Related to AI "self learning" or "auto classification" engines.
Suppose we have a data-set of factors where the values are normalized between 0.0 and 1.0. For illustration, we'll assume it has factors A thru Z. A print-out may resemble:
ID..A.....B.....C....Etc....Z 1 0.500 0.998 0.003 2 0.734 0.034 0.973 3 0.646 0.218 0.824 Etc...(For the first pass, let's assume there is no Null)
Now suppose we wanted to do QueryByExample-like queries on it to find closest matches. An example query may resemble:
D=0.762, G=0.008, Y=1.000What we want to do is find the closest N euclidean-distance "matches" in the database for this query. Factors not given in the query are not included. (This example query has 3 factors, but it may be one or 26.)
How could this be implemented such that an entire sequential search is not necessary? I don't have a clue to how to index such. Any ideas? Such a tool may be useful for AI.

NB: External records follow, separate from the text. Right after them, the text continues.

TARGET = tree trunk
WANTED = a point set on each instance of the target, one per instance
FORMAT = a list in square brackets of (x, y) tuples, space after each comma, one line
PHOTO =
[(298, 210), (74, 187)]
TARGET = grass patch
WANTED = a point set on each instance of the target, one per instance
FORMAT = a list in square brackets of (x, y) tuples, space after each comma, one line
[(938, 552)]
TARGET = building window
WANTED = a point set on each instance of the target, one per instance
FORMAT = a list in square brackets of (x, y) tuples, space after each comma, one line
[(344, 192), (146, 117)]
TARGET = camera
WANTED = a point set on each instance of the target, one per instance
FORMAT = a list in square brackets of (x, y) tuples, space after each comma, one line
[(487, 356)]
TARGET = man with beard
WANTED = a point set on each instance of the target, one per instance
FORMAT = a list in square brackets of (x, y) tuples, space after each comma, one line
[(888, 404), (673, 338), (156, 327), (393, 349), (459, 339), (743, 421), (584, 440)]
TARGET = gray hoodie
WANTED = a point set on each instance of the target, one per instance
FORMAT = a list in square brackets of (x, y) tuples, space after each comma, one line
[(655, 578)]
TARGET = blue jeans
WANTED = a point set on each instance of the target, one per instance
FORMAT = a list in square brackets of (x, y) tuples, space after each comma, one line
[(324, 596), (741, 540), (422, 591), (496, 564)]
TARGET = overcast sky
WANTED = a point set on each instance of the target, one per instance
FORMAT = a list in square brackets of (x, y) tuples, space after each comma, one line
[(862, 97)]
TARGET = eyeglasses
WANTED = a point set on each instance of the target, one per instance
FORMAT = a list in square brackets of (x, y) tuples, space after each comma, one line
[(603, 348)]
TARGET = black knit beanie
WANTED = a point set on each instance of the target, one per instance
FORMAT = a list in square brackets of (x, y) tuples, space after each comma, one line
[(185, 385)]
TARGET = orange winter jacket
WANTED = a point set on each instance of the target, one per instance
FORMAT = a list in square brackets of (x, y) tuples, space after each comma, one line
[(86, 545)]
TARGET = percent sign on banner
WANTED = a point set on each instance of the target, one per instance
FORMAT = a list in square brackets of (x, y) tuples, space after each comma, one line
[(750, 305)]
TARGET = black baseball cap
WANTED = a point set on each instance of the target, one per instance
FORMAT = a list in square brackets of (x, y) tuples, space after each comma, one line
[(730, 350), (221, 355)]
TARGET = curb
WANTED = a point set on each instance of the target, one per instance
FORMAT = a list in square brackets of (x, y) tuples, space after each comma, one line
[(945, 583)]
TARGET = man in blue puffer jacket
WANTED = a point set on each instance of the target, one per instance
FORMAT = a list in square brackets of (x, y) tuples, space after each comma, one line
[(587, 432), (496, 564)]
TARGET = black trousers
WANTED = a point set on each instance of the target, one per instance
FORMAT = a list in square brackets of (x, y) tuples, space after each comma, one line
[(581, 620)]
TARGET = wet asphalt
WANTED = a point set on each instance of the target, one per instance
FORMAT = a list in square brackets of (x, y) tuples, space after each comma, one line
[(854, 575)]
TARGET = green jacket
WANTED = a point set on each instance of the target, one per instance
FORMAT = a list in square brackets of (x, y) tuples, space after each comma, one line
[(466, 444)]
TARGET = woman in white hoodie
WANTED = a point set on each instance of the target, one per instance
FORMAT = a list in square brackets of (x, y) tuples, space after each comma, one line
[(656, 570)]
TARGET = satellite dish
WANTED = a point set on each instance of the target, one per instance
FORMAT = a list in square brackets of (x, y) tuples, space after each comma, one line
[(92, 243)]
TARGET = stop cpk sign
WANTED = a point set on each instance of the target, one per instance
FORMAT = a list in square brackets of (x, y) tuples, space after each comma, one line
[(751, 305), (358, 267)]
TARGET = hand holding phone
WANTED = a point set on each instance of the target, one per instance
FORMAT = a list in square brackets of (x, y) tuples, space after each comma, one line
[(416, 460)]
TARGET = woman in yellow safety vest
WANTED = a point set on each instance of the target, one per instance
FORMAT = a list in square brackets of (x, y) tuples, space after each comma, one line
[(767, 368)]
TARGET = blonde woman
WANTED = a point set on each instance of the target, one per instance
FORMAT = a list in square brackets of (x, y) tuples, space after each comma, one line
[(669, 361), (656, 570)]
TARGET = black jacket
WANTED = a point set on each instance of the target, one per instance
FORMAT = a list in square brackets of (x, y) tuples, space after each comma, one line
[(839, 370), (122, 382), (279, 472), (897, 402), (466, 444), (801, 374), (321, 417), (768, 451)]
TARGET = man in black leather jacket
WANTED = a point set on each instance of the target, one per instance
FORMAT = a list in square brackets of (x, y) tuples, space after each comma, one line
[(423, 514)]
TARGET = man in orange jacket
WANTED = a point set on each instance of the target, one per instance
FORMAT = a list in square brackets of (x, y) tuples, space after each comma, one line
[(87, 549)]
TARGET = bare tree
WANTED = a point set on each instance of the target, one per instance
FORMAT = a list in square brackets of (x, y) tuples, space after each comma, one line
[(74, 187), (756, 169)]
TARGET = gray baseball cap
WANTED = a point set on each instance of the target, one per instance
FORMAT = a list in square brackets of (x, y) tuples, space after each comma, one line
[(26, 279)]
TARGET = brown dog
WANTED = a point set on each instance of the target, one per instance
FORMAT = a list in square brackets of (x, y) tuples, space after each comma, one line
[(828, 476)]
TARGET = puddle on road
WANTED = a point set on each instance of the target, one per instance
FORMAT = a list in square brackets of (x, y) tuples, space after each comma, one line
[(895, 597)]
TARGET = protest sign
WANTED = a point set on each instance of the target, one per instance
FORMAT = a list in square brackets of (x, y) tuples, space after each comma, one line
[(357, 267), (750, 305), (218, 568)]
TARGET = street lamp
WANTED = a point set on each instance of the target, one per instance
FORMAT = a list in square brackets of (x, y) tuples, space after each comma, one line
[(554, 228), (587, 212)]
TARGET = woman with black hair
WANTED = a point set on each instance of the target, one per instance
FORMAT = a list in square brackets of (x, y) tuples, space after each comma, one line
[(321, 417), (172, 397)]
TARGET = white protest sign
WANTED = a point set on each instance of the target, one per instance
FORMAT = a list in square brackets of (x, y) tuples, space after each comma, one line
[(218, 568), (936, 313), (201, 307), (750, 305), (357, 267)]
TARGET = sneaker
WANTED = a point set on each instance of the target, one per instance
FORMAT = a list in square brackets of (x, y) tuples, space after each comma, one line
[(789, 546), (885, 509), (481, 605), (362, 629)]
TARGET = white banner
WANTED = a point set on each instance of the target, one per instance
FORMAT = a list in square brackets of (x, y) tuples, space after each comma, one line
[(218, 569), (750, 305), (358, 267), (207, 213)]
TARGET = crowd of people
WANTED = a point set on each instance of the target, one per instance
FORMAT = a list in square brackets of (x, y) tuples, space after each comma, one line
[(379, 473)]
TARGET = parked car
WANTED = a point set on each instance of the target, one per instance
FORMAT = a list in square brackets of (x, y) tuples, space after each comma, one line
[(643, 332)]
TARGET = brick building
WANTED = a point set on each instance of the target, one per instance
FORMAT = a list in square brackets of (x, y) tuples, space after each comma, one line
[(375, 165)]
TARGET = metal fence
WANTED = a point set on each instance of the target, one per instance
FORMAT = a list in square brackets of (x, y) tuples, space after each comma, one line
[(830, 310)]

For version 2.0, we want weighting factors on each query factor. Thus, the above query reworked may resemble:
factor value weight ------------------- D 0.762 0.500 G 0.008 0.850 Y 1.000 0.245The weights are also normalized to the range 0.0 to 1.0.
Well, my first approach would be BinarySpacePartitioning? (BSP). To be clear, BSP can be performed on a space with any number of dimensions - 2D, 3D, 4D, or even 26D as you suggest. The 'binary' in 'binary space partitioning' refers to breaking the space in two on a dimension with each partition. I am ill-equipped to explain BSP on WikiWiki (pictures help), so I'll point you to an external resource: http://en.wikipedia.org/wiki/Binary_space_partitioning, http://en.wikipedia.org/wiki/Kd-tree.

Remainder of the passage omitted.